Most importantly, when Ukraine re-emerged in 1991, the Polish question was redundant, because Poland recognized the Ukrainian border. According to Timothy Snyder, it was “a Polish anti-imperial move vis-à-vis themselves.” It was the intellectual achievement of the Solidarnosc movement to have re-thought the Polish-Ukrainian relationship.

It is correct that the tragic triangle I am referring to, is no more. The same applies to the not so holy alliance of Russia and Prussia/Germany that shared a view of the undesirability of a Polish state located between themand partitioned Poland four times as a result. The front lines today have shifted and are clear. To quote Thomas Friedman of the New York Times (25.1.2024) 

“Ukraine is trying to break away from the chocking Russian sphere of influence to become a part of the European Union. Vladimir Purin is trying to block it, because he knows that if Slavic Ukraine – with its vast engineering talent, land army and agricultural breadbasket – joins the European web, his thieving Slavic autocracy will be more isolated and delegitimized than ever.”

This is exactly what Putin himself stated when he a year before the attack spoke about Ukraine having turned into anti-Rossija.
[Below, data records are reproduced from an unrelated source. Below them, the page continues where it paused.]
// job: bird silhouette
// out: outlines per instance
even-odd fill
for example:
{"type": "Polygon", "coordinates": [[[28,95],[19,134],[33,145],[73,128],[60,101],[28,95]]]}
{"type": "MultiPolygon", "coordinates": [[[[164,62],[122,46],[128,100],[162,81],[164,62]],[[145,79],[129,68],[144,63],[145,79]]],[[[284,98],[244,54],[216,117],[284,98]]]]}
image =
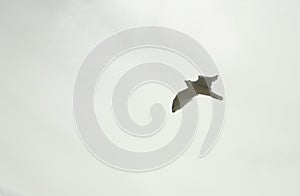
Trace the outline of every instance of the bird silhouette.
{"type": "Polygon", "coordinates": [[[206,95],[212,98],[223,100],[223,97],[212,92],[211,85],[214,81],[218,79],[218,75],[213,77],[198,76],[197,81],[185,80],[185,84],[188,88],[177,93],[176,97],[173,99],[172,112],[176,112],[185,106],[188,102],[192,100],[193,97],[197,95],[206,95]]]}

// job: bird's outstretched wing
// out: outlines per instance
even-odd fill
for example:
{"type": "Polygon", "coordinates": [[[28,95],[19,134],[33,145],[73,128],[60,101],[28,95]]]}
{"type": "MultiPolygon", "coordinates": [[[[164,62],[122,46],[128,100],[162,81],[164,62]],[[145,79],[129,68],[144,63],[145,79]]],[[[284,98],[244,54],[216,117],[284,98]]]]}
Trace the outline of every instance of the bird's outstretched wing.
{"type": "Polygon", "coordinates": [[[210,96],[218,100],[223,100],[222,96],[211,91],[212,82],[216,81],[217,79],[218,75],[213,77],[199,75],[197,81],[186,80],[185,83],[188,88],[180,91],[175,96],[172,103],[172,112],[180,110],[183,106],[190,102],[194,96],[199,94],[210,96]]]}

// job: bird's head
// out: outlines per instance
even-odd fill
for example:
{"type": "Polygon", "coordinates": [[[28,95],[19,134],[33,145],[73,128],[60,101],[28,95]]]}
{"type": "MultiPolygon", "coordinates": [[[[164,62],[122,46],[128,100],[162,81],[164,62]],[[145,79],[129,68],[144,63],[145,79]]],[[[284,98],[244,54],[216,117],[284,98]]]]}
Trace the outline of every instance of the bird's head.
{"type": "Polygon", "coordinates": [[[180,101],[179,101],[179,98],[178,96],[176,96],[174,99],[173,99],[173,103],[172,103],[172,112],[176,112],[177,110],[181,109],[180,107],[180,101]]]}

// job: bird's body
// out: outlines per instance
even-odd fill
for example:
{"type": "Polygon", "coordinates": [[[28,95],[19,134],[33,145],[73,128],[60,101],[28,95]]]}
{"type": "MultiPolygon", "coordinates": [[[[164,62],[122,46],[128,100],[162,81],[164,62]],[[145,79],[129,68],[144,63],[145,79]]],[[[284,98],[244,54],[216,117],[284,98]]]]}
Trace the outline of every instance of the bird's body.
{"type": "Polygon", "coordinates": [[[211,91],[212,82],[218,79],[218,76],[205,77],[198,76],[197,81],[185,81],[187,89],[180,91],[173,100],[172,112],[176,112],[192,100],[193,97],[201,94],[211,96],[212,98],[223,100],[223,97],[211,91]]]}

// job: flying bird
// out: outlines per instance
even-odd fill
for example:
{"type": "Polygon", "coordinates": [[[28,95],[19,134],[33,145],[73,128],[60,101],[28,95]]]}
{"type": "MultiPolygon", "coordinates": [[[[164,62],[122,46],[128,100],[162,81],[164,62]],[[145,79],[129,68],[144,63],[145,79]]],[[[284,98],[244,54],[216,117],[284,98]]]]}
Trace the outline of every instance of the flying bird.
{"type": "Polygon", "coordinates": [[[218,79],[218,75],[213,77],[198,76],[197,81],[185,80],[185,84],[188,88],[177,93],[176,97],[173,99],[172,112],[176,112],[185,106],[188,102],[192,100],[193,97],[197,95],[206,95],[212,98],[223,100],[223,97],[212,92],[211,84],[218,79]]]}

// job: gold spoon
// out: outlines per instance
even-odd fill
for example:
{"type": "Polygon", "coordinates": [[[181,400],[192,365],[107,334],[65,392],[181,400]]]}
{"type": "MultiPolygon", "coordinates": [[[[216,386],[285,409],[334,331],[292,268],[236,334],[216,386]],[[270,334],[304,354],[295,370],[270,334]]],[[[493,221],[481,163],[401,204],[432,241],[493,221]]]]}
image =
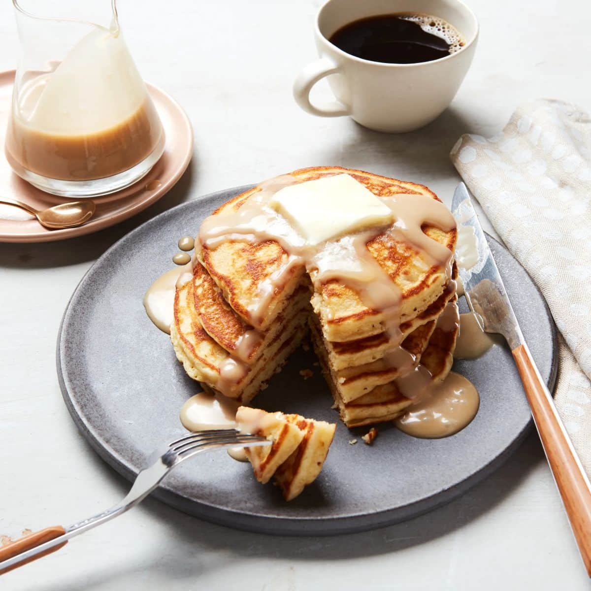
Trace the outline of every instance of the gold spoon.
{"type": "Polygon", "coordinates": [[[7,197],[0,199],[0,203],[15,205],[24,209],[35,216],[42,226],[48,228],[50,230],[80,226],[94,215],[96,209],[94,202],[89,199],[86,201],[72,201],[68,203],[60,203],[53,207],[40,210],[35,209],[30,205],[16,199],[7,197]]]}

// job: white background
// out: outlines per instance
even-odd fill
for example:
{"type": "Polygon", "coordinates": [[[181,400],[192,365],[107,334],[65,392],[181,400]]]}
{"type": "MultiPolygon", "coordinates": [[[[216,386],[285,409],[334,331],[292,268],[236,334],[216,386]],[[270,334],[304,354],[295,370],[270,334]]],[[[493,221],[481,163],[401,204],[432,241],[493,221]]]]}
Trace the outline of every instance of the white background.
{"type": "MultiPolygon", "coordinates": [[[[311,24],[320,4],[121,0],[132,54],[144,77],[186,109],[194,155],[177,187],[132,220],[61,243],[0,245],[0,535],[67,525],[106,508],[128,487],[76,430],[54,361],[70,294],[124,233],[183,201],[305,166],[414,180],[449,203],[458,178],[448,154],[462,133],[493,134],[530,98],[591,108],[588,2],[473,0],[481,25],[476,57],[451,108],[434,123],[397,136],[347,118],[311,117],[296,106],[291,87],[298,69],[316,57],[311,24]]],[[[17,51],[4,0],[0,70],[14,67],[17,51]]],[[[397,526],[340,537],[268,537],[148,499],[0,580],[3,590],[44,591],[530,586],[589,588],[534,436],[464,496],[397,526]]]]}

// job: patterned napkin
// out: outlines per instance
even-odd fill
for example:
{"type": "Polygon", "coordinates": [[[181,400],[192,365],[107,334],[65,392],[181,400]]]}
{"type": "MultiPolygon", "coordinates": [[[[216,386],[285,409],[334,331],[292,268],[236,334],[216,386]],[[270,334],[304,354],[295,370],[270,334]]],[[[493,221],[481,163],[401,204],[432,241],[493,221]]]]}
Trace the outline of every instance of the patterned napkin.
{"type": "Polygon", "coordinates": [[[591,473],[591,117],[537,100],[497,135],[463,135],[450,157],[548,302],[560,332],[556,406],[591,473]]]}

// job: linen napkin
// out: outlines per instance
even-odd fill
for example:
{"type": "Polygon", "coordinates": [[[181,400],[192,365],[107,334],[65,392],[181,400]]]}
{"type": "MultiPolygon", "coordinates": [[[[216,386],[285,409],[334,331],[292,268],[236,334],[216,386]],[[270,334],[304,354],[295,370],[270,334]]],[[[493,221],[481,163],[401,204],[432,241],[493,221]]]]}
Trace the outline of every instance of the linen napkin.
{"type": "Polygon", "coordinates": [[[537,100],[496,135],[463,135],[450,157],[548,302],[560,333],[556,406],[591,473],[591,118],[537,100]]]}

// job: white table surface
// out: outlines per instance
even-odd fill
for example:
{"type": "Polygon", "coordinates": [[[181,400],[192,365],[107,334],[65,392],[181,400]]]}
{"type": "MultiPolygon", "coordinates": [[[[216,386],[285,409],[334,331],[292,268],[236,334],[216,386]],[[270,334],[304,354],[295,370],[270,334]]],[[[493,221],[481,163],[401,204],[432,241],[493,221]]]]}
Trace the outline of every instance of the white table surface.
{"type": "MultiPolygon", "coordinates": [[[[132,220],[62,242],[0,245],[0,535],[67,525],[128,488],[78,433],[55,368],[70,294],[124,234],[181,202],[305,166],[417,181],[449,203],[458,177],[448,153],[461,134],[492,135],[528,99],[591,107],[589,2],[470,4],[481,37],[451,108],[423,130],[387,135],[348,118],[310,116],[292,100],[294,76],[316,57],[311,22],[320,0],[144,0],[141,11],[139,2],[121,0],[132,53],[144,77],[186,109],[194,155],[177,187],[132,220]]],[[[0,70],[14,67],[17,50],[5,0],[0,70]]],[[[3,590],[44,591],[530,586],[589,588],[533,436],[461,498],[397,526],[339,537],[271,537],[210,525],[148,499],[0,580],[3,590]]]]}

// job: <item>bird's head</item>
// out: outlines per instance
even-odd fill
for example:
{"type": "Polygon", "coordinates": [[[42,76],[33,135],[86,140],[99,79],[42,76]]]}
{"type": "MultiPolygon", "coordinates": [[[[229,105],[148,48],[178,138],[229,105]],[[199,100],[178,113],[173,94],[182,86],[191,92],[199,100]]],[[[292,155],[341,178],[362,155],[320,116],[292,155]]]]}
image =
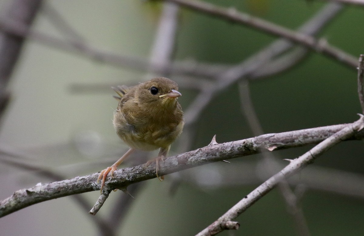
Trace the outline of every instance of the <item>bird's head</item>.
{"type": "Polygon", "coordinates": [[[139,102],[154,108],[174,107],[178,97],[182,95],[178,91],[178,86],[176,82],[167,78],[154,78],[139,86],[139,102]]]}

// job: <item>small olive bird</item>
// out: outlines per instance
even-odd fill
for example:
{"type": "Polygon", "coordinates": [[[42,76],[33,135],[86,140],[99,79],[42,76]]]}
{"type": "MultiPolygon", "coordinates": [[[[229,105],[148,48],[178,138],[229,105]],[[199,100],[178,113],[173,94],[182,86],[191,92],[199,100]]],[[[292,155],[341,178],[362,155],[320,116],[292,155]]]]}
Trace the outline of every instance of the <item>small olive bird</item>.
{"type": "Polygon", "coordinates": [[[114,113],[114,126],[118,135],[130,148],[111,166],[102,170],[97,182],[101,180],[102,191],[109,172],[112,177],[118,166],[136,149],[151,151],[160,148],[158,157],[148,161],[146,166],[156,162],[158,176],[159,161],[167,157],[171,144],[182,133],[183,113],[178,97],[178,85],[169,79],[158,77],[134,87],[123,85],[113,88],[119,97],[114,113]]]}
It is my reading that this is the real reason for the war, not simply Zbig Brzezinski’s astute observation: 

“Without Ukraine, Russia ceases to be an empire, but with Ukraine suborned and then subordinated, Russia automatically becomes an empire.”

In his recent article in Foreign Affairs Bill Burns, now the Head of CIA who served as the Ambassador in Moscow 2005-08, notes the following:

“I have spent much of the past two decades trying to understand the combustible combination of grievance, ambition, and insecurity that Russian President Vladimir Putin embodies. One thing I have learned is that it is always a mistake to underestimate his fixation on controlling Ukraine and its choices. Without that control, he believes it is impossible for Russia to be a great power or for him to be a great Russian leader. That tragic and brutish fixation has already brought shame to Russia and exposed its weaknesses, from its one-dimensional economy to its inflated military prowess to its corrupt political system.”

Putin tried something that Brezhnev succeeded with Czechoslovakia in 1968 – a surprise attack – but failed.To capture the airport of the capital with airborne troops, to arrest or eliminate the leadership and let the tank columns mop up the rest. Instead, Putin found himself entangled in a real war that enters its third year in a couple of weeks. Let me emphasize that the war in Ukraine validates the Finnish defense concept. Repelling a strategic surprise attack is one of the priorities. 

Why did Putin’s Russia take this path? It is a complicated history but let me try to come with some suggestions. A president emerging from the world of the siloviki concluded early that a European system based on the rule of law is not suitable for Russia. Private property had been introduced and great wealth appeared, but property rights were never confirmed, and entrepreneurship was never encouraged. 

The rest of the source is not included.